In May 2016, ACF became the 24th member of the Emergency Telecommunications Cluster (ETC), bringing with it more than 35 years of experience in humanitarian aid and a drive to support the cluster in ensuring all those responding to emergencies have access to vital communications services.
We caught up with Jean-Baptiste Lamarche, Director Logistics and Information Systems about the work of ACF and what it means to become part of the ETC.
What is your position with ACF?
I am the Director of Logistics and Information Systems at ACF. I am in charge of supervising and steering logistics strategies and activities as well as all that’s related to ICT, from a global level down to each field operation.
Why did ACF become a member of the ETC?
ACF has a global positioning towards the Humanitarian Reform and Cluster system. We want to be involved in this coordination mechanism to be able to contribute to the wider humanitarian community and make sure that we are operating in collaboration with other organisations to deliver better help to beneficiaries.
ACF is already actively involved in the Logistics, Nutrition, WASH, Food Security and Protection Clusters. It has been a while that we were missing the emergency telecommunications piece. We have a big team working on emergency telecoms and ICT around the world. As with the other clusters, we think there is great benefit in sharing experience and projects in order to gain efficiency in humanitarian operations.
What will ACF bring to the ETC?
ACF operates in 50 countries across the world, so we also have a global network of ICT staff who are already deployed and trained in emergency response.
We have structures in place so in times of disaster we are able to be part of the wider humanitarian response and can support ETC operations. We can share services, share equipment, share infrastructure. We are actually already doing that in some places.

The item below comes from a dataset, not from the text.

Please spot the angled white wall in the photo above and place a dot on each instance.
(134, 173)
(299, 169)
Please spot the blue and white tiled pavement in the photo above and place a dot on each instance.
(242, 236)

In Yemen for example we are hosting an inter-agency ETC security communications repeater on one of our sites.
What do you see as the value of the ETC network?
I think one of the key outputs of the cluster is the ability to build relationships to get to know our counterparts, working on the same topics, with other organisations. The community approach of the clusters is one of the things we think is very powerful.
The collaboration and alliances built through the ETC are key to being more efficient in humanitarian operations. We can see it in emergencies, for example. When we go with the same people, with counterparts that we know, we can quickly take decisions because the trust is already there, the ways of working have already been developed, and the communications channels are open. With this, we can be very very efficient. This long-term relationship construction needs to be developed outside of emergency response.
Preparedness is fundamental to emergency response, and we are working with the ETC already on the ETC2020 Preparedness Tactical Working Group. As it is true for the network to build relationships, it is also very important to test and use ICT assets before emergency. I also think a link with the Logistics Cluster and other inter-cluster coordination groups would be really interesting to work on preparedness, see what are the different scenarios are and how we can all work together.
Joint advocacy is something we are hoping to be a part of, and contribute to, with the ETC. Together we have a stronger voice. Internet connection and satellite connectivity can be extremely expensive, for example, but it is essential for information-sharing, and information-sharing is a key asset for life-saving and to make emergency response efficient. Money spent on internet or satellite connection is money not put into humanitarian aid. As part of the cluster, we can meet with the private sector, have open discussion on these areas.
We also see the ETC as an enabler of Innovation. The ETC has close relationships with private sector forums which are also researching, innovating, and developing solutions. The ETC can help channel and filter the best technology solutions to be presented to humanitarian actors, for us to discover new and appropriate innovations.